# inexpensive taxidermist in Denver, CO area?



## ArtisticWhiteta (Feb 18, 2009)

good and inexpensive?? Good luck with that. Expect to pay $325-$550 on a shoulder mount. Wish you were closer to Bama. Id love to have a chance to do a speed goat.


----------



## proskinnertts (Mar 8, 2005)

you can either have it done good, fast or cheap.

Pick one.


----------



## TimberlandTaxi (Aug 29, 2009)

proskinnertts said:


> you can either have it done good, fast or cheap.
> 
> Pick one.


Usually you get to pick two.


----------



## proskinnertts (Mar 8, 2005)

TimberlandTaxi said:


> Usually you get to pick two.


I couldnt remember if it was one or two


----------



## josh s. (Feb 9, 2008)

Everyone needs to make money, including the taxidermist. I am assuming you would be pi$$ed if they cut your pay because your employer was looking for inexpensive. Take it somewhere and pay the fee for christs sake.


----------



## Bowhuntr64 (Aug 6, 2007)

josh s. said:


> Everyone needs to make money, including the taxidermist. I am assuming you would be pi$$ed if they cut your pay because your employer was looking for inexpensive. Take it somewhere and pay the fee for christs sake.
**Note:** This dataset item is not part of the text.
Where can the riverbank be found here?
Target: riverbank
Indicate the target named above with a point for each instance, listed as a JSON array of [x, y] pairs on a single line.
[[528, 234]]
LOL...don't we all look for the best deal we can on any investment? I am not trying to be cheap, just wise.


----------



## josh s. (Feb 9, 2008)

well wise is good, but I think that you will find if your wise you will go somewhere where there is good quality.......and.........good quality is in most cases going to cost a little bit more. Good luck with your search though.


----------



## AfterLife (Sep 11, 2007)

a cheap job on a goat could cause you problems in the future

certain things on a goat different and your average joe deer taxi may not know

- scent glands
- horns (not antlers - different and a must)


----------



## South Man (Jul 12, 2008)

Bowhuntr64 said:


> LOL...don't we all look for the best deal we can on any investment? I am not trying to be cheap, just wise.


I agree. Why pay too much when you can shop around and get good quality and save some bucks in the process!


----------